The writing teams took more feedback for a second year and also made adjustments to align the competencies with the state standards.
Etchegoyhen explained a similar process took place with the elementary teachers leading the writing teams for their grade levels.
Florey said the assessment writing teams were also formed with teachers who volunteered their time.
“I talked to all the principals, so there was an opportunity for teachers from every school to be a part of the teams,” Florey said. “The teachers set up the rubrics from scratch and took them back to their staff to share and get input. Northwest (testing company) sometimes substituted questions, but most of the teachers’ questions remained.”
Etchegoyhen and Florey both said every teacher who wanted the opportunity to participate in the process had that opportunity. They said feedback forms have been available in all the schools throughout the process, but Etchegoyhen said she has only received about 15 forms this year.
“There’s a real high anxiety about the unknown. Generally, after it is administered and the teachers see the kids can do it, the anxiety dissipates,” Florey said.
Etchegoyhen said five to seven teachers worked on the secondary school writing teams and eight to 10 teachers worked on elementary writing teams. Florey said four to eight teachers worked on the assessment writing teams.
Etchegoyhen and Clark denied rumors that they had changed the teacher teams’ work.
Pau-Wa-Lu Middle School teacher Rommy Cronin said during public comment, that while that was all well and good, there still was a perception that the administration does not care about the teachers.
“We have so many teachers who feel disenfranchised with the process. On a daily basis I get a huge number of papers in my box. You can’t just stick another paper in there and expect me to see it. There is a break-down in communication. You’ve got to talk to the teachers face to face,” she said.
Dana Kyle, also a PWLMS teacher, said she has seen employee morale decline heavily in the five years she has been a teacher there because of a decline in support for teachers, the added pressure of the competencies and especially because of the break-down in negotiations. Kyle reminded the board that they needed to be good leaders and listen to their teachers.
Carson Valley Middle School Principal Rita Elliot spoke up for Etchegoyhen and Florey.
“They’ve been there every time they’ve been asked. They have made themselves available to give information to the staff,” Elliot told the board.
n Outdoors. The board heard a positive report from PWLMS teacher Karen Dorf and Juvenile Probation Outdoor Program Coordinator Shaunda Vasey. They introduced two student participants in the school’s Outdoor Club, who give glowing reviews of the program.

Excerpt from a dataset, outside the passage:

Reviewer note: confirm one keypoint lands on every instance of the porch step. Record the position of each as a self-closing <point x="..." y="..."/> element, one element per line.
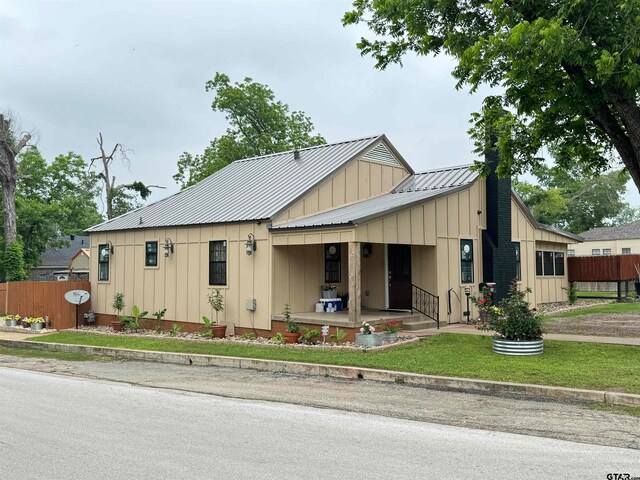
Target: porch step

Vasey said she was approached by Dorf about taking PWLMS students on the weekend and summer outdoor trips. Vasey takes groups of children who are on probation on trips every weekend.
Vasey said the Outdoor Club went on eight trips in the first semester – for a variety of activities such as kayaking, showshoeing, rock climbing and white-water rafting.
Dorf said it has been a positive partnership between the school district and the probation department. Vasey explained her program is funded by the Bureau of Drugs and Alcohol and the Byrne Grant, which encourages her to use the program as a preventative measure to keep kids out of trouble. The JPO department provides transportation and insurance while the students are with Vasey.